I stay in a complex of twelve one-bedroom apartments right on the lakeshore. The rooms have all the wooden charm of a cabin in the woods but with more electrical outlets than my entire apartment back home in half the square-footage; this, to me, seems indicative of either good and thoughtful craftsmanship or perhaps serious overkill. There is a small kitchen to the left as you walk in, and to the right there is a wall-mounted flatscreen TV with satellite reception, which makes viewing a Blue Jays game at the end of a long day’s work a welcome possibility. At night there is complete silence. Not a single cricket or train horn. Occasionally a loon will call out over the water; in that moment where the silence is broken and you hear that instinctually familiar sound, you can’t help but feel particularly Canadian.
The other day I realized that Missinipe is as close to the frontier of a classic Hollywood Western as I’ve ever experienced.
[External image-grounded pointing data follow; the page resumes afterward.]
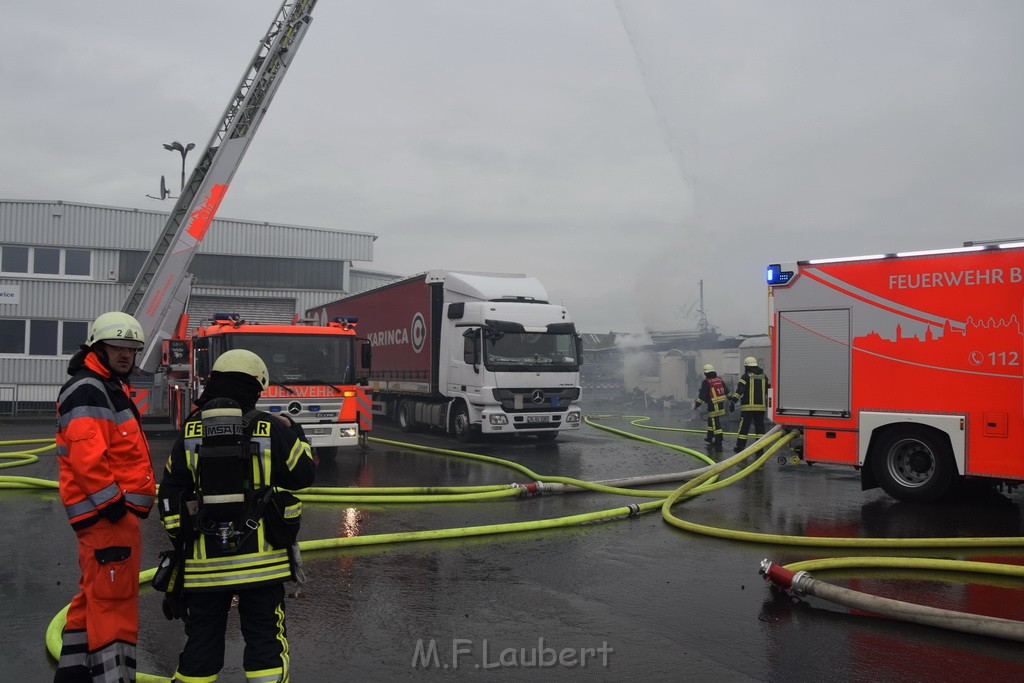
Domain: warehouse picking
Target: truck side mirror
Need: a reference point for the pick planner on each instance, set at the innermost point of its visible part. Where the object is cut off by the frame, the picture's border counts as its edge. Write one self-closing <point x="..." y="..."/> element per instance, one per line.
<point x="201" y="347"/>
<point x="471" y="348"/>
<point x="366" y="354"/>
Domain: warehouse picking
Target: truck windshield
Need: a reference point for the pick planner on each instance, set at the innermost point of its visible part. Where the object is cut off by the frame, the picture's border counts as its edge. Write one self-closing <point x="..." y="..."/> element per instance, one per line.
<point x="541" y="351"/>
<point x="301" y="358"/>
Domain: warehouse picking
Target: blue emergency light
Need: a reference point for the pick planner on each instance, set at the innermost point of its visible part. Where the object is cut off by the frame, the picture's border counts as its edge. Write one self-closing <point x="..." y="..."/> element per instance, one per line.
<point x="776" y="275"/>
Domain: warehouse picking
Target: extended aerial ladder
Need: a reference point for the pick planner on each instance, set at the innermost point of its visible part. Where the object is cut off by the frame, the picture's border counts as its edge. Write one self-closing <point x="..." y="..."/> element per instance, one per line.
<point x="160" y="293"/>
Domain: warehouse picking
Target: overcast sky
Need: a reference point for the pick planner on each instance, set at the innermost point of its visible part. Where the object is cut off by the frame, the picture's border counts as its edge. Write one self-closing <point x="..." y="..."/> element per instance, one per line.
<point x="620" y="152"/>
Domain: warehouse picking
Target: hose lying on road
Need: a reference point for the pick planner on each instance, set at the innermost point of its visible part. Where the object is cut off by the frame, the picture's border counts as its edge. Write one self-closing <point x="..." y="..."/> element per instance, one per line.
<point x="801" y="583"/>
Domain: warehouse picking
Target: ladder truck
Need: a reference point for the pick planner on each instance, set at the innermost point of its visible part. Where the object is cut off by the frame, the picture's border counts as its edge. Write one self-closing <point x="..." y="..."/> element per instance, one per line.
<point x="327" y="399"/>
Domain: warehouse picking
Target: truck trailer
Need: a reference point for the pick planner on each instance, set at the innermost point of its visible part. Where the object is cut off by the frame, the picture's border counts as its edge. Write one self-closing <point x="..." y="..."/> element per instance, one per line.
<point x="906" y="366"/>
<point x="470" y="353"/>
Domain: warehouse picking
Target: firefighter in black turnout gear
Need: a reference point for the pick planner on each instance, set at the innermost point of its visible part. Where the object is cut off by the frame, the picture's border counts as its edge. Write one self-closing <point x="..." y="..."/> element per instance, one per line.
<point x="224" y="501"/>
<point x="713" y="393"/>
<point x="752" y="393"/>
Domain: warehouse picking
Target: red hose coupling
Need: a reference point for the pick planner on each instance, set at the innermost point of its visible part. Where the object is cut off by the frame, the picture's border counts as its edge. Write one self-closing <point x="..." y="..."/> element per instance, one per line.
<point x="777" y="574"/>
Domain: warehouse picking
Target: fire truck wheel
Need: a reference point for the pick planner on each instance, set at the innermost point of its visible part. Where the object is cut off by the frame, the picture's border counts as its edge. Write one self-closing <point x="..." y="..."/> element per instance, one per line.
<point x="406" y="423"/>
<point x="461" y="425"/>
<point x="913" y="464"/>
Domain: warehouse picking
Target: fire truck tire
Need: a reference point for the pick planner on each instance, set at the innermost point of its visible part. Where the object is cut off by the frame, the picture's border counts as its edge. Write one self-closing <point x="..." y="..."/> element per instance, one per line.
<point x="913" y="464"/>
<point x="461" y="425"/>
<point x="327" y="454"/>
<point x="404" y="415"/>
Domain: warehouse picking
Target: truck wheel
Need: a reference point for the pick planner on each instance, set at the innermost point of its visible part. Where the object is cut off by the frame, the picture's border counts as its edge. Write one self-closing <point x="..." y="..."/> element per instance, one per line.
<point x="913" y="464"/>
<point x="327" y="454"/>
<point x="461" y="425"/>
<point x="404" y="416"/>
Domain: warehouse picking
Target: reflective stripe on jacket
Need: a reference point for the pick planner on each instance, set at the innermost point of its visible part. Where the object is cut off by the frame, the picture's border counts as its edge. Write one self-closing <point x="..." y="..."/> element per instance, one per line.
<point x="101" y="451"/>
<point x="752" y="390"/>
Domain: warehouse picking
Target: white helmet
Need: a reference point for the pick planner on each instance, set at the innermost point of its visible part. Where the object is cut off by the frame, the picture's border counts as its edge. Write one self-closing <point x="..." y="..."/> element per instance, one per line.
<point x="117" y="329"/>
<point x="243" y="360"/>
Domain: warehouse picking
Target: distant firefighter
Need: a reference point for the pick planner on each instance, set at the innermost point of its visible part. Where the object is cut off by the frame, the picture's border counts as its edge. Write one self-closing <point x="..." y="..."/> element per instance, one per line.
<point x="713" y="393"/>
<point x="752" y="394"/>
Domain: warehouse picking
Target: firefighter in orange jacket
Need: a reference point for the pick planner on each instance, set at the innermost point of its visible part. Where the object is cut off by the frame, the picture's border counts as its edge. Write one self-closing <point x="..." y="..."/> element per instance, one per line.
<point x="713" y="393"/>
<point x="752" y="393"/>
<point x="107" y="486"/>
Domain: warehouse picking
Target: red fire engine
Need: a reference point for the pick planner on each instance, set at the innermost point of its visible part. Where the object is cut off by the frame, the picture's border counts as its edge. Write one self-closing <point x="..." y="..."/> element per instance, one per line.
<point x="906" y="366"/>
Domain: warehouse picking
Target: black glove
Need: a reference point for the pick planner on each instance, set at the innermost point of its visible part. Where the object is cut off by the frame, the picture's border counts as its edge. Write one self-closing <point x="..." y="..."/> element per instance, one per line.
<point x="115" y="511"/>
<point x="173" y="605"/>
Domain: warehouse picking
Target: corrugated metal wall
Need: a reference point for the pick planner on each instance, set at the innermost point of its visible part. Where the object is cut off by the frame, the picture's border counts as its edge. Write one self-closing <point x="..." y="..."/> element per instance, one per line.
<point x="105" y="230"/>
<point x="58" y="223"/>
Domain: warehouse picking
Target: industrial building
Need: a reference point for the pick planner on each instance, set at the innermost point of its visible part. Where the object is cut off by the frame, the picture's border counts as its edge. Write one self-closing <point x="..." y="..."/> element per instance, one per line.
<point x="64" y="263"/>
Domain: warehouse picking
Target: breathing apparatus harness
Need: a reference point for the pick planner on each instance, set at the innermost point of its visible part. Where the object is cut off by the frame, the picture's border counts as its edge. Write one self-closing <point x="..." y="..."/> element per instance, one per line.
<point x="227" y="505"/>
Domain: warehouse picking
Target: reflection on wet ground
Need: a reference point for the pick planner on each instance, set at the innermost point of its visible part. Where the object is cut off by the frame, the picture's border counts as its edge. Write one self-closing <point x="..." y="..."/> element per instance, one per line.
<point x="599" y="601"/>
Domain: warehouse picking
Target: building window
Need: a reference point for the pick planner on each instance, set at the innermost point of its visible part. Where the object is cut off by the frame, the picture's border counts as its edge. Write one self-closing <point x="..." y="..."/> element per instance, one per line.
<point x="73" y="336"/>
<point x="15" y="259"/>
<point x="78" y="262"/>
<point x="42" y="337"/>
<point x="45" y="261"/>
<point x="12" y="337"/>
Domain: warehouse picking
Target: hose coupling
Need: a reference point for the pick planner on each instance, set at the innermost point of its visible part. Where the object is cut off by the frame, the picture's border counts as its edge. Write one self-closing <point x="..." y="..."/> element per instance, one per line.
<point x="776" y="574"/>
<point x="529" y="489"/>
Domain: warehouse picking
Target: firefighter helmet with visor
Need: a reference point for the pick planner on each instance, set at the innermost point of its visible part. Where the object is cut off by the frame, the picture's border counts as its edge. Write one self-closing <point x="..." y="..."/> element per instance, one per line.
<point x="243" y="360"/>
<point x="117" y="329"/>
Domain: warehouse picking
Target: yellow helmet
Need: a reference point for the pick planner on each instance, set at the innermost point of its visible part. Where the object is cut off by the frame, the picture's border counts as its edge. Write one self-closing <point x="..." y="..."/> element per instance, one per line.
<point x="243" y="360"/>
<point x="117" y="329"/>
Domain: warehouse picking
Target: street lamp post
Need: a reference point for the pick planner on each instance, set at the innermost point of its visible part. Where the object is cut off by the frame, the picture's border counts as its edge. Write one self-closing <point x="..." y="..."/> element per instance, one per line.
<point x="184" y="150"/>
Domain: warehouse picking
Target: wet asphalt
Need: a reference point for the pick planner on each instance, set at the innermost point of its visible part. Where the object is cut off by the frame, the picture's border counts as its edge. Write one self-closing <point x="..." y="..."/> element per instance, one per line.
<point x="605" y="601"/>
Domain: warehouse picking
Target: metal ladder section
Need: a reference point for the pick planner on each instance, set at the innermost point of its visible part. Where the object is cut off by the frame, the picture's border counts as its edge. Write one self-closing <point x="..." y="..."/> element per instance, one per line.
<point x="160" y="293"/>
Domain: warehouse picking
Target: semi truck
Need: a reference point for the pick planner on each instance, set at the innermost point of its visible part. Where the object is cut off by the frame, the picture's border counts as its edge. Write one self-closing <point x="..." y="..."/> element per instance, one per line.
<point x="316" y="372"/>
<point x="905" y="366"/>
<point x="470" y="353"/>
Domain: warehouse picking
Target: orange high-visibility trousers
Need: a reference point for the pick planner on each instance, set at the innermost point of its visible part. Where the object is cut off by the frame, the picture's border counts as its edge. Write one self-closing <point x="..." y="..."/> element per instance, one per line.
<point x="101" y="629"/>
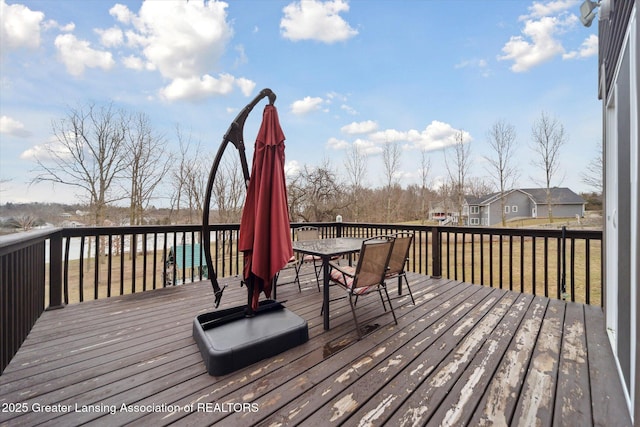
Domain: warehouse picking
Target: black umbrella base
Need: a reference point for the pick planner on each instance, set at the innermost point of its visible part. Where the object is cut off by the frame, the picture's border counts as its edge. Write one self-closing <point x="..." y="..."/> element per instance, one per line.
<point x="230" y="340"/>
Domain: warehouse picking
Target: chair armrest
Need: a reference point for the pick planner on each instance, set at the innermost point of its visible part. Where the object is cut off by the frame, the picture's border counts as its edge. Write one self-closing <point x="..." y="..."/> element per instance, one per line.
<point x="341" y="270"/>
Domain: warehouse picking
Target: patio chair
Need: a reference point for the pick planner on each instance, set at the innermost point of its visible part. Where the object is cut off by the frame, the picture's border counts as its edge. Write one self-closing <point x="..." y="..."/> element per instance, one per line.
<point x="399" y="259"/>
<point x="309" y="233"/>
<point x="367" y="276"/>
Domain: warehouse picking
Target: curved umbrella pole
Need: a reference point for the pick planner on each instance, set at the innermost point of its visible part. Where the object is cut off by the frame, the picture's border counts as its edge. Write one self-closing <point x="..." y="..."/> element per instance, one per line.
<point x="235" y="136"/>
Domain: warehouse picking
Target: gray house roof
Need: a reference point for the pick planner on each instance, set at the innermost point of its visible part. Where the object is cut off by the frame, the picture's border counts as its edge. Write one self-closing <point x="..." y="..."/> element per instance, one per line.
<point x="559" y="196"/>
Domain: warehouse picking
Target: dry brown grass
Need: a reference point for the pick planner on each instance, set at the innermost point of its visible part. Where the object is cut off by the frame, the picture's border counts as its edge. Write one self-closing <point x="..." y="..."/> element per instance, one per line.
<point x="527" y="269"/>
<point x="468" y="262"/>
<point x="126" y="279"/>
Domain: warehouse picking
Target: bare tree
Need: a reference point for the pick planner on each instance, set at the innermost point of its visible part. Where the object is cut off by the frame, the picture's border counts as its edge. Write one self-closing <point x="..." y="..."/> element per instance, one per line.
<point x="88" y="154"/>
<point x="457" y="163"/>
<point x="425" y="170"/>
<point x="592" y="176"/>
<point x="502" y="140"/>
<point x="478" y="187"/>
<point x="229" y="190"/>
<point x="316" y="194"/>
<point x="188" y="179"/>
<point x="148" y="162"/>
<point x="391" y="163"/>
<point x="356" y="167"/>
<point x="548" y="138"/>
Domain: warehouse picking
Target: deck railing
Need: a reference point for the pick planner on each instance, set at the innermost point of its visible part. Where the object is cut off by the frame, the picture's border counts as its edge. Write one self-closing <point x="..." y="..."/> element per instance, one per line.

There is no real authority here – the closest law enforcement officer is an hour’s drive away. Everything is determined and decided by the community. When Gary Thompson, the founder of the fishing camp, came here fifty odd years ago, there were no signs of modernity. I’m told he had two canoes when he came. Now there are dozens of boats, at least eight float planes, and the fishing lodge, which he eventually sold, is a multi-million dollar business. It’s a different story, but it holds the same structure as the nineteenth century pioneers who would come west and buy land cheap, determined to shape and mould the earth into, at first, enough to eat, and later, a fortune.
But of course there have also been people living here for thousands of years. Five minutes down the road, in a place called Grandmother’s Bay, the local Cree band hold on to some of the country that was theirs long before anyone ever thought of land belonging to people. Some of the First Nations from the reserve are hired out as guides to the patrons of the fishing resort. Needless to say, these patrons can leave their electronic fish finders at home. After ten thousand years, the First Nations have some decent notions about where the fish are.